Ecology and Art, Royal Society of the Arts 

October 2008
Burnt Gorse 1, exhibited RSA, London
Ecology and Art Programme

While Mike Perry’s large-format landscape photographs are on a scale to rival romantic painting of the 19th century, they hardly echo the rapture artists have traditionally conjured from mountains and trees. Nor are his preferred sites those now familiar from the pages of Sunday supplements. In place of the iconic shots of diminished glaciers or devastated rain forest, he gives us the overlooked scrublands of Britain and Ireland’s rural fringes. Strewn with weeds or rotting timber, they’re not exactly settings likely to move someone to spontaneously pull over in their car, jump out and take a picture. Frequently though, this is precisely Perry’s method. Rather than places of specific environmental interest, let alone beauty spots, his locations are often unplanned, found when driving around on the hunt with his camera.

The four works from his series Wet Deserts are a case in point. Unlike the tourist brochure images, shot from on high, of dramatic mountain vistas swooping down on a stretch of blue water, Loch Cluanie, Western Highlands, Scotland, November 2008, is taken from a low-angle, up close. Streaks of black, boggy earth, green and gold weeds and only the occasional smear of slate great puddles move up the surface of the image, towards a dull off-white strip of sky.

Certainly, this dark morass is a long way from some tumultuous evocation of the sublime in the face of ineffable nature. So many decades have passed since any corner of the Earth could be thought of as some unfathomable mystery; now it’s our own ingenuity, writ large from space stations to sports tracks, which leaves us awe-struck. In this sense, if it impresses at all, nature is but one more conquest in our ceaseless development, often forced to bear the brunt of the aftershocks of industry.

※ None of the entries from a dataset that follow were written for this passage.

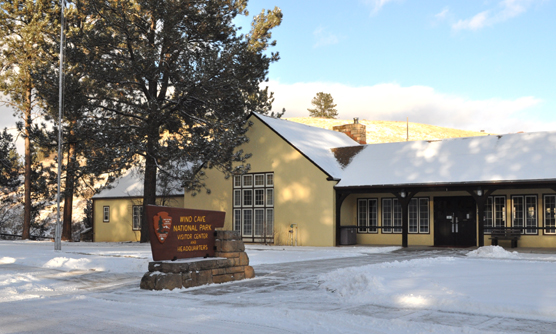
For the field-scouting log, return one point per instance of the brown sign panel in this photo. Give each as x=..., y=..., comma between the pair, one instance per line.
x=177, y=233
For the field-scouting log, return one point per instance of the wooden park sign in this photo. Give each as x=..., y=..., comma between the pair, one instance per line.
x=182, y=233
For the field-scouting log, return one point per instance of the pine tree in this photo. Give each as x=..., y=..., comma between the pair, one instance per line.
x=24, y=26
x=9, y=164
x=81, y=139
x=324, y=106
x=174, y=81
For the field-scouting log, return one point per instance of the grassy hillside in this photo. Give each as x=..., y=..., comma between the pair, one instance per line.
x=390, y=131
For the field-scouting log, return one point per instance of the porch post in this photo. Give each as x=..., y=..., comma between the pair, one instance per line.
x=404, y=199
x=481, y=203
x=340, y=197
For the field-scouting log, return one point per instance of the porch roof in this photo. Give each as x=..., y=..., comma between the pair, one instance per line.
x=502, y=158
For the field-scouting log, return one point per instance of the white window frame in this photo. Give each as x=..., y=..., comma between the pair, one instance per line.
x=418, y=212
x=106, y=214
x=366, y=219
x=269, y=179
x=136, y=216
x=237, y=181
x=547, y=213
x=246, y=184
x=251, y=216
x=493, y=216
x=263, y=192
x=524, y=214
x=263, y=180
x=237, y=198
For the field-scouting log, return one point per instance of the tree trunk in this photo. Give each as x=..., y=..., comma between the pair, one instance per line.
x=27, y=204
x=68, y=193
x=149, y=185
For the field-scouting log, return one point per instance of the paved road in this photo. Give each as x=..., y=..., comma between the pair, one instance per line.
x=112, y=303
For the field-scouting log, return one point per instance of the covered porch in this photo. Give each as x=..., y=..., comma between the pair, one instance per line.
x=453, y=215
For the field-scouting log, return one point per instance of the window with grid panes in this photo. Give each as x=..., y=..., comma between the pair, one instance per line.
x=253, y=199
x=391, y=215
x=106, y=214
x=549, y=213
x=524, y=212
x=367, y=215
x=418, y=215
x=136, y=217
x=495, y=213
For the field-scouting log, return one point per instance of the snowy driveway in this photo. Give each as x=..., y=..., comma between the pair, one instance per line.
x=342, y=291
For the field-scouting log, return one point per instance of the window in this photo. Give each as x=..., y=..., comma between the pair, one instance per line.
x=247, y=181
x=391, y=215
x=550, y=213
x=106, y=214
x=524, y=212
x=367, y=215
x=259, y=180
x=237, y=181
x=418, y=215
x=253, y=199
x=495, y=212
x=137, y=217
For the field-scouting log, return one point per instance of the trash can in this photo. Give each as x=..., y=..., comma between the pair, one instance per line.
x=348, y=235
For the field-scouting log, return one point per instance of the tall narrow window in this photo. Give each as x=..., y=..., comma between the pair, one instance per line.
x=253, y=200
x=423, y=215
x=550, y=213
x=367, y=215
x=418, y=215
x=137, y=217
x=106, y=214
x=391, y=215
x=495, y=213
x=524, y=213
x=386, y=215
x=413, y=211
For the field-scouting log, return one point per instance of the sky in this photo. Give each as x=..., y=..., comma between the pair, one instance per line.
x=474, y=64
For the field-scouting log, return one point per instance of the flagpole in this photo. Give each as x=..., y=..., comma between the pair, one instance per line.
x=58, y=231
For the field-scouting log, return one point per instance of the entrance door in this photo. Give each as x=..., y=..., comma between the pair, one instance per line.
x=455, y=221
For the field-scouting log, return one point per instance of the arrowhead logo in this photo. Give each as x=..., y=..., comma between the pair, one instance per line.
x=162, y=225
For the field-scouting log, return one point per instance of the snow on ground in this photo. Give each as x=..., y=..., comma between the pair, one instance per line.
x=509, y=288
x=260, y=254
x=93, y=287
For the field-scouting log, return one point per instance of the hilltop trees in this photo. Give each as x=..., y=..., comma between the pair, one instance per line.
x=166, y=85
x=324, y=106
x=174, y=82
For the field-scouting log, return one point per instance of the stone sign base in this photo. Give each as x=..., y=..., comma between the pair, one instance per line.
x=230, y=264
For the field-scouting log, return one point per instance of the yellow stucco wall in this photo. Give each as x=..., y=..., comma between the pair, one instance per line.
x=302, y=194
x=120, y=226
x=349, y=217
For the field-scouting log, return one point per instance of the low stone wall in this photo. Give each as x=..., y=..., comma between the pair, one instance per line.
x=230, y=264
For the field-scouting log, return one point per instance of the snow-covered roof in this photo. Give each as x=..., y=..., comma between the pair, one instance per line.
x=315, y=143
x=511, y=157
x=130, y=184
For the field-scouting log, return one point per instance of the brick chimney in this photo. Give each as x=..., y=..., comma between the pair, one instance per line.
x=356, y=131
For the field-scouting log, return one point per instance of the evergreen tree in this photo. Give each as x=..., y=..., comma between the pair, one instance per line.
x=9, y=164
x=324, y=106
x=24, y=26
x=174, y=81
x=80, y=136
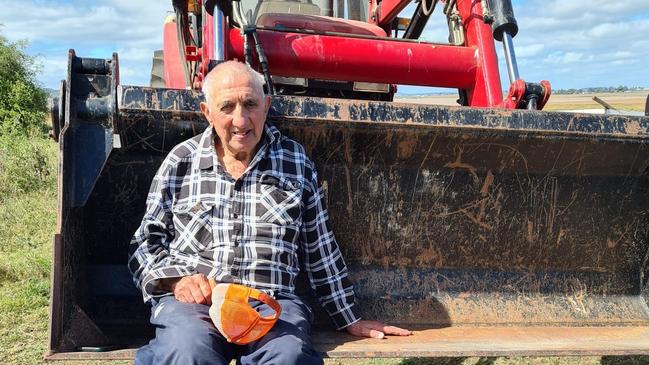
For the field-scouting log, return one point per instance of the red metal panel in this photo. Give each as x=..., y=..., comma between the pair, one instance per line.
x=173, y=71
x=363, y=59
x=388, y=10
x=486, y=90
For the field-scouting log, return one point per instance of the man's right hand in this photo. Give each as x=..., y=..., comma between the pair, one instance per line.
x=189, y=289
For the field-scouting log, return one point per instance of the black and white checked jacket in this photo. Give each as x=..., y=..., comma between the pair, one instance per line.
x=256, y=231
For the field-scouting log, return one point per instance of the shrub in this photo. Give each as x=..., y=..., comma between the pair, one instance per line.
x=23, y=104
x=26, y=164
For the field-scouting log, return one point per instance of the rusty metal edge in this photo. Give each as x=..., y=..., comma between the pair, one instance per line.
x=56, y=293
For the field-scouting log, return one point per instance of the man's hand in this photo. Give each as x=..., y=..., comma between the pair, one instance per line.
x=189, y=289
x=375, y=329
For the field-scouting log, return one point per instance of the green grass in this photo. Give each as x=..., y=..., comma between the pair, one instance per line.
x=27, y=223
x=27, y=219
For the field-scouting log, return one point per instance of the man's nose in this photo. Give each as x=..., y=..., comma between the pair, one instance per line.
x=239, y=116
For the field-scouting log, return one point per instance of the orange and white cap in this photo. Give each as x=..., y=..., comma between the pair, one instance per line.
x=233, y=316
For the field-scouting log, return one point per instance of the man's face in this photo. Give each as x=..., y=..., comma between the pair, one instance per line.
x=237, y=112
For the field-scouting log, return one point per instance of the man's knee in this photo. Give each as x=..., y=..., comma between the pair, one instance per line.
x=185, y=335
x=294, y=350
x=285, y=349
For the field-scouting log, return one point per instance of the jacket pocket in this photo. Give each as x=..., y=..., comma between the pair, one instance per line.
x=280, y=200
x=193, y=226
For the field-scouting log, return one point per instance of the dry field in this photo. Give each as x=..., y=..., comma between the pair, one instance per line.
x=622, y=101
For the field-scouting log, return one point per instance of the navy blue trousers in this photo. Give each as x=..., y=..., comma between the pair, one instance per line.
x=185, y=334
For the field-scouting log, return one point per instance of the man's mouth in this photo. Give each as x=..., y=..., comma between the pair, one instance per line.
x=242, y=133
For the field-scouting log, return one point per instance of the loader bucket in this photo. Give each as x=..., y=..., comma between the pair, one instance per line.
x=489, y=232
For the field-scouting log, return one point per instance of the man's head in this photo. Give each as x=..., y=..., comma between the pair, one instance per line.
x=236, y=107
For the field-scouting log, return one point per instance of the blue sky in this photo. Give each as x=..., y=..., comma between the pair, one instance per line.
x=572, y=43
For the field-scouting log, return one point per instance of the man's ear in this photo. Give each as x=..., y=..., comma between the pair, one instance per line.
x=206, y=110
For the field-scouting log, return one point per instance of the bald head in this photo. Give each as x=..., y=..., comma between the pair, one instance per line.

Yet, realised on a large scale, with an 10×8″ camera, in the more sensitive tones of winter’s low light, something happens to this landscape that we might otherwise write off as forgettable and mundane. Here the detail of muddy pebbles, spear grass or squelching soil is so intricate that surface textures take over. This mix of rough, repetitious marks and smudges with smooth, washed-out expanses, plus the daubs or fields of colour, brings Perry’s work closer to abstract painting than documentary photography.

Burnt Gorse, Preseli Hills, Pembrokeshire, Wales 2005 a similar transformation takes place. The scene is a charred hillside in a national park, where a wilderness of gorse has been torched to allow grass to grow the following year. The photograph divides this landscape between a monochrome band of black earth and white sky. Up close the burnt gorse is a mess of inky, snaking calligraphic lines, which fade into the soft, With hazy spray of cloud. The shifting shades of Ad Reinhart’s black paintings, Cy Twombly’s graffiti scribbles and Agnes Martin’s muted palette all comes to mind.

This fresh aesthetic potential is what Perry’s photography tease out of the neglected countryside. Green Gorse, with its distorted scale turning the tangled growth on a Welsh mountain into an emerald jungle that could rival Alex Hutte’s dramatic aerial photography of Germany’s black forest, is a perfect example. However, while these images pursue an alternative beauty they are not without import when it comes to environmental concerns.

If, on the one hand, Perry’s interested in the formal qualities of landscape, at the same time his locations almost always tell another story, be it of the effects of intensive farming or climate change. With its sodden expanse littered with skeletal timber, Cross, Rannoch Moor, Scotland, November 2008 could be an abandoned battlefield: it’s what’s been left by private land owners who’ve harvested fast growing pines, and then let the soil become acidic and infertile. Similarly the gorse coating the Welsh hills is the result of a lack of biodiversity brought about by continuous sheep farming.

This environmental narrative is perhaps most explicit in the series White Gold, Perry’s photographs of marble quarries in Germany’s South Tyrol. Here, instead of sidelined Celtic backwaters, he gives us the drama of a heavy, luxury industry where the unusually pure white stone, destined to be fashioned into bathroom tiles for the world’s super rich, has been mined rapaciously. In White Marble Scree, Cava di Marmo, Weisswasserbruch, Jennwand, Sudtirol Oct 2010 the veins of a waterfall trickling down the side of a mountain is parodied by discarded marble rocks, spewing in a great triangle across the water’s path. With White Marble Face, Cava di Marmo, Wandbruch, Weisswand, Sudtirol Oct 2010, the quarry itself becomes a haphazard grid of angry black lines cut into the precious white commodity.

More generally though, what Perry photographs aren’t necessarily spots he’s singled out for their relevance to global affairs. He doesn’t have to. They bring home the sense that environmental issues are now so all-encompassing you don’t need to journey to the Arctic to discover man’s impact on the eco system. The effects are everywhere. In spite of their melancholy ambience though, it would be hard to see these photographs as fatalistic. The different kinds of beauty Perry evokes also invite us to be open to the unknown possibilities of change.